On Wednesday 28th November, the team reached out to followers on Twitter, Facebook and email to urge Congress to agree on tax hikes and entitlement cuts that would help the country avoid the approaching fiscal cliff. On Twitter, The President’s team started a hash tag #My2K — referring to the $2,200 that the White House estimates will be saved by middle class families from tax cuts. Photos were also posted on the Facebook account showing real life middle class families that would benefit from such cuts. A multitude of infographics were created to demonstrate the policy in simple, easy to view snippets which led to sharing on social media networks and blogs.

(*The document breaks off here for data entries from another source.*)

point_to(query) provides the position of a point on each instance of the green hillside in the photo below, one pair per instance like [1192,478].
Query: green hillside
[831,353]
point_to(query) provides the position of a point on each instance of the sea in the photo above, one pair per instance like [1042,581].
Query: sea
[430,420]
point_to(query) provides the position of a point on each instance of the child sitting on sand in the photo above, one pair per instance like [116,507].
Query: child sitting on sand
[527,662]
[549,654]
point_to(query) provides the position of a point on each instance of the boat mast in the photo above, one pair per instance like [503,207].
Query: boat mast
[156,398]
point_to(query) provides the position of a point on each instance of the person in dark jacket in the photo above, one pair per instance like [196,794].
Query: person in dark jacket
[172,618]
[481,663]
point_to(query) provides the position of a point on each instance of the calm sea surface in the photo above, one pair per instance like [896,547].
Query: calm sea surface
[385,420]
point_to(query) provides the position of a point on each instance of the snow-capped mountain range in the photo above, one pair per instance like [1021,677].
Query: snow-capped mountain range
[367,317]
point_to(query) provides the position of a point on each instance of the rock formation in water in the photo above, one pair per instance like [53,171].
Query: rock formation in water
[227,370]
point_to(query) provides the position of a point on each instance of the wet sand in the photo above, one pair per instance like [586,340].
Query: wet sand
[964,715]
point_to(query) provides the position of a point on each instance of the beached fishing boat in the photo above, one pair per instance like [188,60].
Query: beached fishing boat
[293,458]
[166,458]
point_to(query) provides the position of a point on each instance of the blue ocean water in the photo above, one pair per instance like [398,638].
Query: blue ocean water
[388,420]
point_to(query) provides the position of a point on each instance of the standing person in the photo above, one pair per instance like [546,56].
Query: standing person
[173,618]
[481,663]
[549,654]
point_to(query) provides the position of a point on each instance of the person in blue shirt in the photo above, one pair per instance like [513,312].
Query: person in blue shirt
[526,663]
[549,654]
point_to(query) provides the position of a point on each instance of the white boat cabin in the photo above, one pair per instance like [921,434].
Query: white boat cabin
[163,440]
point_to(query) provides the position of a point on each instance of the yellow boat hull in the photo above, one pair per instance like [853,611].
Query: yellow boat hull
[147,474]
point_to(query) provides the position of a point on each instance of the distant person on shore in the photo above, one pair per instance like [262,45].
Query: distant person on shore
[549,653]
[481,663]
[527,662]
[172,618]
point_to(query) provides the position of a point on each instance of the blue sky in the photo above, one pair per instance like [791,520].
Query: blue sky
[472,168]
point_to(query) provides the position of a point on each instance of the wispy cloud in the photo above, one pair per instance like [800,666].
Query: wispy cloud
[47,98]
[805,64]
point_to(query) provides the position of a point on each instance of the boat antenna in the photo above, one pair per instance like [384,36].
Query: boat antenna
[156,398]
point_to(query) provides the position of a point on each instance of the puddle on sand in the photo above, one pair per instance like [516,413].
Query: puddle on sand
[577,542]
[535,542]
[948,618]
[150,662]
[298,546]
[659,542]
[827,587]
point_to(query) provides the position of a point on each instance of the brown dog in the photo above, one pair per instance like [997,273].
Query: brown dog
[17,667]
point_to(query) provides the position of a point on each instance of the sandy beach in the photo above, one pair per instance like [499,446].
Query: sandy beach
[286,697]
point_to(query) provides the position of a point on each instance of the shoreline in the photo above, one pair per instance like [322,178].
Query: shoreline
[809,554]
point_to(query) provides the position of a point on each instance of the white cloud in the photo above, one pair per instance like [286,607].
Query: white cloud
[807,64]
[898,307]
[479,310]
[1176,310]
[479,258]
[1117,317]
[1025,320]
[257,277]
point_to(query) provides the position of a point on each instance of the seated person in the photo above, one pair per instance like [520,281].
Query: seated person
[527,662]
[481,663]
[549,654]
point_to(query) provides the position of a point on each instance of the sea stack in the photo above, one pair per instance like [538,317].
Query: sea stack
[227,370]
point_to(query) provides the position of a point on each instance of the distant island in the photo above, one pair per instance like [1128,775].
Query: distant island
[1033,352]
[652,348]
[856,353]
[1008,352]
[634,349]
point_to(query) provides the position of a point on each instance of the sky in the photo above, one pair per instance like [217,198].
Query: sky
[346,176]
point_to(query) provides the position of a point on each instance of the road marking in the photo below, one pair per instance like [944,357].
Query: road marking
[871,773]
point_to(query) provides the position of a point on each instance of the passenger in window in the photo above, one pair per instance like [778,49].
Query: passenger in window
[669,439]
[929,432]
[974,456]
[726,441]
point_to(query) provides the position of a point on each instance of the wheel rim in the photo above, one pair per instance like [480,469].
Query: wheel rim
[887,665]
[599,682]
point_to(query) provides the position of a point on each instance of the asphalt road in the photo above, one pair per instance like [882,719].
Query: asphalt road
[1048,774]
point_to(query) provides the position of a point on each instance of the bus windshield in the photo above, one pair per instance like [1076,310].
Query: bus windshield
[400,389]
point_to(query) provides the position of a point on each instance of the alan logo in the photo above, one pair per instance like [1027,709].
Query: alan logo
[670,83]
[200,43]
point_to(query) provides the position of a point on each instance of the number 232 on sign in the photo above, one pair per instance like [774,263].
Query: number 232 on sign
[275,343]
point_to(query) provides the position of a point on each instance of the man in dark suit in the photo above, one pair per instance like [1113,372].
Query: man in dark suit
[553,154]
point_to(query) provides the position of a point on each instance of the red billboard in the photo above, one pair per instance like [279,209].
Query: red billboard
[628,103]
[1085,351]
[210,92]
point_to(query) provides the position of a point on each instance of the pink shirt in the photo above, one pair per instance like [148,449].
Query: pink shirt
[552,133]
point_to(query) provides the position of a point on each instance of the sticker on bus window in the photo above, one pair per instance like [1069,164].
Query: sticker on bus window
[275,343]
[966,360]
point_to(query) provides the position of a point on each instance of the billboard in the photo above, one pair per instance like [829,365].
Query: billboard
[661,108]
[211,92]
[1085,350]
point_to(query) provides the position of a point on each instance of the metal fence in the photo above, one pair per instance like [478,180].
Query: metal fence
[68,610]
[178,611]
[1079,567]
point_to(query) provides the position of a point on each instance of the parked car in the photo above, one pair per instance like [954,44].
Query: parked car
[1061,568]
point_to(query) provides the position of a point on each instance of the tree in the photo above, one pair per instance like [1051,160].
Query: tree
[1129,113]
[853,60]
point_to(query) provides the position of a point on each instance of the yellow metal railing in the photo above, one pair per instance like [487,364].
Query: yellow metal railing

Some would say that Obama’s early political career working in deprived communities in Chicago educated him on the importance of connecting groups of similar people from within neighbourhoods. What is social media if not the same scenario at scale? By bringing the technology built for campaigning in-house, Obama can continue to use the connectivity he has created to communicate more effectively with many people who can’t be reached anywhere other than through social channels.
Whilst the Narwhal platform that helped the Democrats to win the election can no longer be funded using election donations, the opportunity to integrate the technology into everyday activity is a key factor in maintaining momentum with the public. It is not so much about changing opinion but more about connecting people who think alike and empowering them to speak with a collective voice.
Businesses are going through a similar evolution in recognising the importance of integrating technology (especially around social media) into their existing communications and data management. Having an in-house analytics capability will be a defining feature of success and competitive advantage in the age of big data.